I live in a country with one of the most restricted internets in the world. Many sites in many categories are blocked, from adult/gambling/dating/nudity to VoIP and proxy bypass information. This is done in several ways, predominantly through a company called Secure Computing as well as through dynamic filters.
NB: I am NOT soliciting information on how to get round this censorship. I have access to a legal free zone where there is unblocked internet. Please don’t post censorship-busting information as it will make SDMB eligible for blocking here.
My question is a purely techical one. Many sites, and I would rather not list most of them, that allow one to bypass the censorship, are obviously blocked. However their https versions are still open. For example:
http://www.[PROXYBYPASSSITE].com is blocked https://www.[PROXYBYPASSITE].com is not blocked
Can anyone explain why this might be? I had originally assumed it was impossible to block https addresses (without blocking all https entirely, including legitimate sites) but apparently this is not true. I am very curious as to why so many loopholes are being left open. Surely if it is possible to add https sites to a blacklist, then Secure Computing would do this automatically for all the new http sites it finds?
Is it plausible that the techs at Secure Computing are just not very good? I worked for a fairly large company a few years ago who thought they had a whitelist approach to external sites. Which they did for URLs, however using the IP address was unrestricted. I was there for a year before they noticed. Just sayin…
Well apparently the numeric IP addresses of many blocked sites are still accessible, so perhaps that’s it.
I just find it hard to believe that one of the world’s leading companies in a particular tech field is actually completely incompetent at its job. So I was wondering if either:
(1) there are some tech issues that complicate the blocking of SSL/https
(2) someone on the “factory floor” who secretly opposes censorship is deliberately leaving this stuff open
It takes an extra step to block another protocol, depending on HOW they’re blocking the sites.

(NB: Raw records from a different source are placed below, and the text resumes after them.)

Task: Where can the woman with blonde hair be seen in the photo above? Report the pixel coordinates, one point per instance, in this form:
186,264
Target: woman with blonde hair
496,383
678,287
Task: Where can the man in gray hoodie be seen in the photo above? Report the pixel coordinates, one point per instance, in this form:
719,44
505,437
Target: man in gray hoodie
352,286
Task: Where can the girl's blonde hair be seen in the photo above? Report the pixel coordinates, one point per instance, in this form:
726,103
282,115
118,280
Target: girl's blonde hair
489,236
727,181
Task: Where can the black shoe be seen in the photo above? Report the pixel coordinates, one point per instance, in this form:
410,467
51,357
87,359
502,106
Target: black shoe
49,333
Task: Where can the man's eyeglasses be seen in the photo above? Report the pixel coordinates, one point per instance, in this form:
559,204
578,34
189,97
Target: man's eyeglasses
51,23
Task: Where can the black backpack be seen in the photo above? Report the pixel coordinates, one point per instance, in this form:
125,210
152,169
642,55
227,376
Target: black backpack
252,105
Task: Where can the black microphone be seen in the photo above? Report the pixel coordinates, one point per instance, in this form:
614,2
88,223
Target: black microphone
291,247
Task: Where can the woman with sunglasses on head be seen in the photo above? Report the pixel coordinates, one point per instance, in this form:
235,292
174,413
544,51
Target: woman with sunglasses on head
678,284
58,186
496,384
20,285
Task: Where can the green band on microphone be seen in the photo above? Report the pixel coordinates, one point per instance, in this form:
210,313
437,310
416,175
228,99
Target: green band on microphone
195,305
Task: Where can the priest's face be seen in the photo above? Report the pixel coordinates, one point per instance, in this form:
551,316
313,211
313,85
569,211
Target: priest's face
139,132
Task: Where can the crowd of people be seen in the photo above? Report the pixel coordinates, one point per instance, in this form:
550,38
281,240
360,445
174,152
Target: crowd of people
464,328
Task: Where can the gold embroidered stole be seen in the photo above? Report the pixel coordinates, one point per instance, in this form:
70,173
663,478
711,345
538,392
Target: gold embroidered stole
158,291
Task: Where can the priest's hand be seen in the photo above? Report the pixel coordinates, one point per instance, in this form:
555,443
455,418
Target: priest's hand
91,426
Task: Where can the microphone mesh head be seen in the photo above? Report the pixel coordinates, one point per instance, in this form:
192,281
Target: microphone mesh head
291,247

They probably didn’t realize there was any HTTPS content there, so they didn’t bother.
The thing to consider here is that https is not just an alternative to http. Aside from the fact that it uses a different port (443 instead of 80), which might be responsible for getting around the company’s firewalling, there’s the whole certificate verification handshaking and encryption overhead. A web server needs to specifically be listening on that port, have a server-side certificate and then to handle all of the traffic encryption/decryption overhead. Most sites, I suspect, won’t go to the trouble and expense of doing that without a damn good reason.
Perhaps the Dubai authorities are content with a veneer of net prophylaxis. A nod and a wink towards censorship? The place seems hell bent on becoming MegaCityOne so perhaps…
Yes - could be. For example they recently blocked YouTube. Only they failed to block www2, www3, www4 YouTube, all of which work fine. This has even been mentioned on messageboards, blogs and newspapers (though most of us have been trying to keep it quiet) yet they still haven’t blocked these alternatives. It’s probably imminent though.